Postoperative Nausea and Vomiting Database Research: Limitations and Opportunities

Ashraf S. Habib, MBBCh, MSc, FRCA, and Tong J. Gan, MD, MHS, FRCA, FFARCS(I)

From the Department of Anesthesiology, Duke University Medical Center, Durham, North Carolina.

Address correspondence and reprint requests to Ashraf S. Habib, MBBCh, MSc, FRCA, Duke University Medical System, Box 3094, Durham, NC 27710. Address e-mail to habib001@mc.duke.edu.

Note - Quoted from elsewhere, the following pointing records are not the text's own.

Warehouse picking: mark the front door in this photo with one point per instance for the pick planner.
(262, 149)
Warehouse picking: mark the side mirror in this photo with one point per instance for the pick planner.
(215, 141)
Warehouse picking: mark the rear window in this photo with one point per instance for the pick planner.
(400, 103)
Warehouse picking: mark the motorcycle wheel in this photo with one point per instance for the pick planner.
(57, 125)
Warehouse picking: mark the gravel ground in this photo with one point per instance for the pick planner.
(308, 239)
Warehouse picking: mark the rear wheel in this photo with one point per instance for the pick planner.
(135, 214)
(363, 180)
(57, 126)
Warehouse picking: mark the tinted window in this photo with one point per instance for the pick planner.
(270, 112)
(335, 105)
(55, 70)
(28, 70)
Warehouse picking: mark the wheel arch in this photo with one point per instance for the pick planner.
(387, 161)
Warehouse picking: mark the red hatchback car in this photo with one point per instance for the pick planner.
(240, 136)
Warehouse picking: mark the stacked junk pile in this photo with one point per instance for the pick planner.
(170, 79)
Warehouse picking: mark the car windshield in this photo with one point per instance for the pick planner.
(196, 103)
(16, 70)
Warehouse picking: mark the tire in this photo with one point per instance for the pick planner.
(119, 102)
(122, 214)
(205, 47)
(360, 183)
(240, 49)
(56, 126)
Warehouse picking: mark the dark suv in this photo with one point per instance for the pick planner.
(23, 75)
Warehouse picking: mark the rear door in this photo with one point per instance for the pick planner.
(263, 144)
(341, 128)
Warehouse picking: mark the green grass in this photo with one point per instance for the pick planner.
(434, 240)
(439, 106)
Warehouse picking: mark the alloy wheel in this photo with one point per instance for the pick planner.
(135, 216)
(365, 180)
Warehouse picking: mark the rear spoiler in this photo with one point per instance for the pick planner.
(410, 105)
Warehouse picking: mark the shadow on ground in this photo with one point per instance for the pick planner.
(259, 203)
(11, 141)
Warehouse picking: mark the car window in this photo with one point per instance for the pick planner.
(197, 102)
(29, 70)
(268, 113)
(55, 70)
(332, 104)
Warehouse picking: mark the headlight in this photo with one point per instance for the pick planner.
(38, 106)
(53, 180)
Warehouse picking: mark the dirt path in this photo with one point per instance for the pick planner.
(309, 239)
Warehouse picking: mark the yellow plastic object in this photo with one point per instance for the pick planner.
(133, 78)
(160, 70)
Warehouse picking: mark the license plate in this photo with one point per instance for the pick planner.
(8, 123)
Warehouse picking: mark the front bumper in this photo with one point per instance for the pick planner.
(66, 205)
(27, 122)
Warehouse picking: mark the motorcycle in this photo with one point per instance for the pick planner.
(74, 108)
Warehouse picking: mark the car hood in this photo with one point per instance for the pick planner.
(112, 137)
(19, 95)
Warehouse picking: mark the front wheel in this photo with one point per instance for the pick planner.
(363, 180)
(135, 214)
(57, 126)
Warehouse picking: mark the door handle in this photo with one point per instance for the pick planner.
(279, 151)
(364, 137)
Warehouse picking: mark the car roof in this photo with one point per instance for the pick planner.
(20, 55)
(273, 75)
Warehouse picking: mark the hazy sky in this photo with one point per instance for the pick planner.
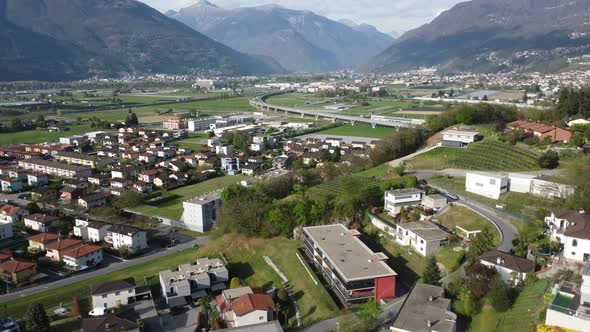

Postoperative nausea and vomiting (PONV) has a multifactorial etiology. Some advocate universal combination antiemetic prophylaxis given the high efficacy, relatively inexpensive drug acquisition cost, and favorable side-effect profile of the most frequently used antiemetics.1 However, because many patients will not experience PONV even without prophylaxis, and there are side effects and added costs, albeit low, associated with current interventions, others recommend a risk-adapted strategy for PONV prophylaxis.2 In this context, identification of risk factors for PONV allows the anesthesiologist to tailor the anesthetic management and prophylactic antiemetic administration to patients' underlying risks, with more aggressive prophylaxis being reserved for high-risk patients. However, our current understanding of risk factors for PONV is far from being complete. Numerous studies have identified several patient, anesthesia, and surgical factors that might increase the risk for PONV. A number of scoring systems incorporating those risk factors have also been published. Given the multifactorial etiology of PONV, and the gaps in our understanding of the risk factors, available scoring systems have only shown poor to moderate accuracy with areas under the receiver operating characteristic curve ranging from 0.56 to 0.785 (0.5 being no better than tossing a coin).3–9

In general, there has been agreement about a number of patient-related risk factors, specifically female gender, history of PONV or motion sickness, and smoking status.3 A number of studies also confirmed numerous anesthesia-related risk factors including longer duration of anesthesia and the use of volatile anesthetics, nitrous oxide, and opioids (both intra- and postoperative).10 There has been inconsistency, however, and controversy about the type of surgery as being an independent risk factor for PONV. Although numerous studies have identified the type of surgery as a risk factor,7,8,11–13 the specific procedures implicated as particularly emetogenic did vary and were inconsistent among studies. Types of procedures that were reported as possible risk factors include abdominal, laparoscopic, major gynecologic, orthopedic, ear, nose, and throat, breast, plastic surgery, neurosurgery, and, in children, hernia repair, adenotonsillectomy, strabismus, penile surgery, and orchiopexy. However, only 3 of 8 published PONV risk scoring systems included the type of surgery as one of the risk factors.5,7,9 Some argue the fact that gynecologic surgery has been reported as a risk factor, for instance, is not due to the surgery itself but due to the high risk for PONV of the female patients undergoing this surgery, and that scores considering the type of surgery do not lead to better prediction of PONV compared with procedure-independent models.14 Therefore, there is a clear need for large well-designed studies to address this controversy.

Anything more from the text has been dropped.